Maura diam-diam melirik pemuda di sampingnya dengan sudut matanya dan sedikit tersenyum penuh kemenangan. "Maura...tolong maafkan aku, aku sungguh tak sengaja melakukan itu semua," Vernon memegang kedua bahu gadis itu berusaha meyakinkan. "Bagaimana dengan ku, kehormatan ku sudah hilang," tangis Maura semakin pilu. Vernon merogoh saku jasnya yang tergeletak di lantai dan memberikan kartu nama serta setumpuk uang kepada Maura.
"Ini uang untuk memenuhi keperluanmu sementara, dan juga ini kartu namaku, hubungi aku jika terjadi sesuatu pada mu...aku akan bertanggung jawab," ucap Vernon begitu yakin. Maura menatap lekat wajah pemuda di sampingnya ini, ia tak menyangka bahwa pemuda ini begitu bertanggung jawab dan sangat baik hati. Padahal ia tidak menyentuh tubuhnya walau hanya seinci. Vernon memakai pakaiannya kembali, dan sedikit membersihkan diri di kamar mandi. Setelahnya pamit pada Maura untuk pergi bekerja. "Maafkan aku, aku harus kembali bekerja...dan jika kau butuh sesuatu hubungi aku, aku akan memenuhi semua kebutuhanmu," tutur Vernon dan di balas anggukan oleh gadis sok polos itu. Sepergian Vernon, Maura segera berpakaian dan menemui Sera di ruang pribadinya.
"Kak...Sera, aku berhasil," ucapnya dengan senyuman lebar yang tertera di bibir manisnya. "Bagus... sekarang pulanglah dan beritahu Paman gila mu itu," decih Sera, merasa malas jika harus menyebut nama pria tidak waras itu. Maura menghela nafas panjang dan merosot lesu."kau benar Kak...aku harus segera kembali sebelum pak tua itu mengamuk pada Bibi ku," sahut Maura dan pergi meninggalkan tempat itu dengan langkah gontai.

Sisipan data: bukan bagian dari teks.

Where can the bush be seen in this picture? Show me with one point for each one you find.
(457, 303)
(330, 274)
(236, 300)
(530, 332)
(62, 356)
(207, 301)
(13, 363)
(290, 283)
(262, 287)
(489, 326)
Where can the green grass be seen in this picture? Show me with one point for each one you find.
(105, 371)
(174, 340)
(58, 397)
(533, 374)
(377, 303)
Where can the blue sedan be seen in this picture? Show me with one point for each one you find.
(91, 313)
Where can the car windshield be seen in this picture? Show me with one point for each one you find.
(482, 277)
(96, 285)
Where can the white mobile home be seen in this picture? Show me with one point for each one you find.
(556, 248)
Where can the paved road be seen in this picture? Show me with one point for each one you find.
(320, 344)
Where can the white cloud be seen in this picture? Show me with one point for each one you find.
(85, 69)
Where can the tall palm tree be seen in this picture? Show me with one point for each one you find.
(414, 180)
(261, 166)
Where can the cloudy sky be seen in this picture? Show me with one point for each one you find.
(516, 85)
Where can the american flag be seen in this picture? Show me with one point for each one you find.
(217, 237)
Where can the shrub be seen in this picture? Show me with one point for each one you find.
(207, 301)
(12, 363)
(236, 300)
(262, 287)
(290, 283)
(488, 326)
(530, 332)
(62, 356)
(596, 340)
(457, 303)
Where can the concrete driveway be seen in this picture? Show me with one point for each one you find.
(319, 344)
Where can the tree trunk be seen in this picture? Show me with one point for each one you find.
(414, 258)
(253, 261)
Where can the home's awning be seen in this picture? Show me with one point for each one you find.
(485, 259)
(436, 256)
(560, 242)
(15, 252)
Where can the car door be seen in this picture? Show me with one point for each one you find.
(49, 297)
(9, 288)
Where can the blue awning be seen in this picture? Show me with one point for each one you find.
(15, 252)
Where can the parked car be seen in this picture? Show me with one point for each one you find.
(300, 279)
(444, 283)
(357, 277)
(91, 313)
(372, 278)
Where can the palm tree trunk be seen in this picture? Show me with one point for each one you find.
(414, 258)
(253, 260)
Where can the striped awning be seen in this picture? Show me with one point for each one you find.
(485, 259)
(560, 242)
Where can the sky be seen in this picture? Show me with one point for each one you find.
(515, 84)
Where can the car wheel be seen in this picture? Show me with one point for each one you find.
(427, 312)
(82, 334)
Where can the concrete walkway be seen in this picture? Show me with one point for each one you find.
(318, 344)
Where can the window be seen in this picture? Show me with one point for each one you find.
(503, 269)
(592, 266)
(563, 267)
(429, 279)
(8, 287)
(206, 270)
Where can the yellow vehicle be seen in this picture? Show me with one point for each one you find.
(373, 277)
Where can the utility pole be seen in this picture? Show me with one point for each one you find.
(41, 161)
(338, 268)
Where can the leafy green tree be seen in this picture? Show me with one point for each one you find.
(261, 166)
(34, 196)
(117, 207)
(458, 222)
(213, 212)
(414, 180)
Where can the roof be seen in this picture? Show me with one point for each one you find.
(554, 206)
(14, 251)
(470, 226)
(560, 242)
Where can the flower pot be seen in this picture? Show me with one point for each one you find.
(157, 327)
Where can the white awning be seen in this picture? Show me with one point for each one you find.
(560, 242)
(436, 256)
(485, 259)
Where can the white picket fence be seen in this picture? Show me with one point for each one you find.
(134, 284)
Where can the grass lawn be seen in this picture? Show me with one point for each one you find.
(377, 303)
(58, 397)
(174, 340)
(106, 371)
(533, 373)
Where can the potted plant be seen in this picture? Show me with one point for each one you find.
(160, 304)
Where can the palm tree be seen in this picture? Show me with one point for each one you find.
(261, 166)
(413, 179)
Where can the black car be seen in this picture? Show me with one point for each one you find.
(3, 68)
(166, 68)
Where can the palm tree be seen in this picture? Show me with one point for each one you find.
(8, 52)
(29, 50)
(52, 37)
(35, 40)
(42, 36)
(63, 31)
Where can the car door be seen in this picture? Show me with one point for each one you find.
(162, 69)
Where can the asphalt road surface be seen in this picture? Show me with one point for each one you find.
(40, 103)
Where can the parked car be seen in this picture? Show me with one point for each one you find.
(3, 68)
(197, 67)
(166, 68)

Sesampainya di rumah, Maura sudah di hadang oleh Rehan dengan tatapan tajam menusuk. "Bagaimana kerjamu? Apa kau berhasil?," Tanya Rehan penuh intimidasi, Maura hanya mengangguk malas tanpa berkata sepatah kata pun. Rehan tersenyum pongah, ia tertawa terbahak-bahak seraya menepuk bahu sempit gadis di hadapannya. "Bagus...kerja bagus sayang, aku yakin kau selalu bisa ku andalkan," serunya, entah mengapa Maura begitu benci dengan kata-kata yang terkesan pujian namun bagi Maura terdengar seperti merendahkan.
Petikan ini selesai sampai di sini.